I have commented my code, particularly in hard-to-understand areas.
Git commit message contains an appropriate signed-off-by string (see CONTRIBUTING.md for details).
I have added a respective label(s) to PR if I have a permission for that.
I have resolved any merge conflicts that might occur with the base branch.

CONTRIBUTING.md

docs/source/contribution/cpu_features.rst

david-cortes-intel · 2024-10-18T11:27:36Z

Thanks for writing up this doc, it's very helpful.

A couple question after a quick look:

It suggests to put files under cpp/daal, but isn't that meant to be deprecated in favor of cpp/oneapi/dal?
Why are AVX512 intrinsics conditional on DAAL_INTEL_CPP_COMPILER? Aren't those also supported by GCC and CLANG when compiled with -march=avx512?

Co-authored-by: david-cortes-intel <david.cortes@intel.com>

Vika-F · 2024-10-18T12:05:49Z

@david-cortes-intel

Thanks for the prompt review!

It suggests to put files under cpp/daal, but isn't that meant to be deprecated in favor of cpp/oneapi/dal?

No, daal only deprecated as the API. but all the computational kernels for CPUs, otherwise, are implemented in cpp/daal.
And cpp/oneapi/dal only provides the new APIs and doesn't contain actual implementations for CPUs.

Someday the chapter about high-level oneDAL folders structure and what is located where and how all the parts connect will also be added I hope.

Why are AVX512 intrinsics conditional on DAAL_INTEL_CPP_COMPILER? Aren't those also supported by GCC and CLANG when compiled with -march=avx512?

It is probably because most of the CPU-specific functionality like intrinsics are compiler-specific.

docs/source/contribution/cpu_features.rst

…into dev/cpu_features_docs

docs/source/contribution/cpu_features.rst

Vika-F · 2024-10-21T09:42:12Z

@keeranroth and @rakshithgb-fujitsu, can you please take a look at this chapter?
It considers only x86 for now, but the similar code structure might be implemented for RISC-V and ARM to support various instruction set architectures.

rakshithgb-fujitsu · 2024-10-21T11:16:01Z

more of a question rather than a suggestion, the service defines for compiler macros defined here - https://github.com/oneapi-src/oneDAL/blob/main/cpp/daal/src/services/service_defines.h specifically regarding the ones that are mentioned for GNU and others, they don't really translate to any compiler hints. Does this mean that only icx compiler can leverage those hints in its current state?

Going forward since multiple architectures are supported, the compiler hints might be architecture specific, how would this be handled?

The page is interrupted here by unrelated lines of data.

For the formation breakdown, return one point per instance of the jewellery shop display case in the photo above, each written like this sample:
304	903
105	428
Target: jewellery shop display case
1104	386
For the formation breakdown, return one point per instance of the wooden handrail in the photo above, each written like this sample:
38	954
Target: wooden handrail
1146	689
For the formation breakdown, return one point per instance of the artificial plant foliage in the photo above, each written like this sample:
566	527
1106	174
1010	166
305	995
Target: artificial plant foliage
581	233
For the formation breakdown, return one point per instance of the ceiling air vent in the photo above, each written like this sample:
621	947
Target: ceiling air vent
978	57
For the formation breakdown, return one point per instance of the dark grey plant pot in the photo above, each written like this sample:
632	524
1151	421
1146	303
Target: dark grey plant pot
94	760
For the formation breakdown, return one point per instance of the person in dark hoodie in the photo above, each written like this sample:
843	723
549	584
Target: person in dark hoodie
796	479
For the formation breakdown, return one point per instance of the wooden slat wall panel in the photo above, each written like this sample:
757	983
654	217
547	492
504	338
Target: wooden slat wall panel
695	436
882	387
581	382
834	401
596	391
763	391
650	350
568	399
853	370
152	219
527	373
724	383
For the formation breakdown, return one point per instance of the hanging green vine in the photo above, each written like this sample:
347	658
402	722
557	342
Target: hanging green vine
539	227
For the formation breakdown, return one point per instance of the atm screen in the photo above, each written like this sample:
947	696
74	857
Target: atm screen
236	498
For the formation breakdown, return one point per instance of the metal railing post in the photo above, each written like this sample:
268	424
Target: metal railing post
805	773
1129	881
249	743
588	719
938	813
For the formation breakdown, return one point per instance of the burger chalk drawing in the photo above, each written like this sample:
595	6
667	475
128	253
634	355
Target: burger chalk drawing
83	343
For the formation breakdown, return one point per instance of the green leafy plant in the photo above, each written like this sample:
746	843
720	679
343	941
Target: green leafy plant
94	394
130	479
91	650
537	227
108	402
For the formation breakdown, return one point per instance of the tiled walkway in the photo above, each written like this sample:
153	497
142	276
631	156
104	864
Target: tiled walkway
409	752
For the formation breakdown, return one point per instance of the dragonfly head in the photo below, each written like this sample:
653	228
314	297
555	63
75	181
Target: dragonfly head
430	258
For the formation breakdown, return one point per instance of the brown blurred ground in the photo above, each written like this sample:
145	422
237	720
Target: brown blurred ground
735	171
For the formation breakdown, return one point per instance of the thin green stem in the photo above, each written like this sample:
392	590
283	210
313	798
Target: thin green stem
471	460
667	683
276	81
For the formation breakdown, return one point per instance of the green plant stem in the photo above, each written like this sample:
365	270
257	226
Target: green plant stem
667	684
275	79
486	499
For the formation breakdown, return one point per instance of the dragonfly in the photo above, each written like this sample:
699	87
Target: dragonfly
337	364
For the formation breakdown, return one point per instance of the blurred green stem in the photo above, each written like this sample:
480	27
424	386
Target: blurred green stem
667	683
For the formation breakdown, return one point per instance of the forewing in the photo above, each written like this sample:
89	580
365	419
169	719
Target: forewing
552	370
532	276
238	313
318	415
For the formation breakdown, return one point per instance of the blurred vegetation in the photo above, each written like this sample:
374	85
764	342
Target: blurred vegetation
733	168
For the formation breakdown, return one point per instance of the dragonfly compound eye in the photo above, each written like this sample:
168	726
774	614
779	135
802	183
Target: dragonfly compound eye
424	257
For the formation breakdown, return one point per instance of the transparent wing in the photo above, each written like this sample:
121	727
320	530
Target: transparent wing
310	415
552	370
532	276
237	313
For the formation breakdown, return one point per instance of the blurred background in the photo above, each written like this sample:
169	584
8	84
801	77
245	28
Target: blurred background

Vika-F · 2024-10-21T12:19:43Z

@rakshithgb-fujitsu
Thanks for the prompt response!

Yes, the sections for GNU and VS compilers do not have definitions for SIMD-related pragmas.
That's why there is no such pragmas or analogues in GNU and VS compilers.
Yes, for now only intel compilers will use those guidances.

But we are trying to guide other compilers as well where possible. You can see DAAL_PREFETCH and DAAL_FORCEINLINE definitions later in that file, for example.

Regarding the instruction set architecture (ISA) specific definitions, there is no problems with defining those. As all the ISA-specific definitions must be put under the respective defines. For example:

#if (__CPUID__(DAAL_CPU) == __avx512__)

// AVX-512 specific code goes here

#endif

So, all the ISA-specific definitions would also go under the respective defines.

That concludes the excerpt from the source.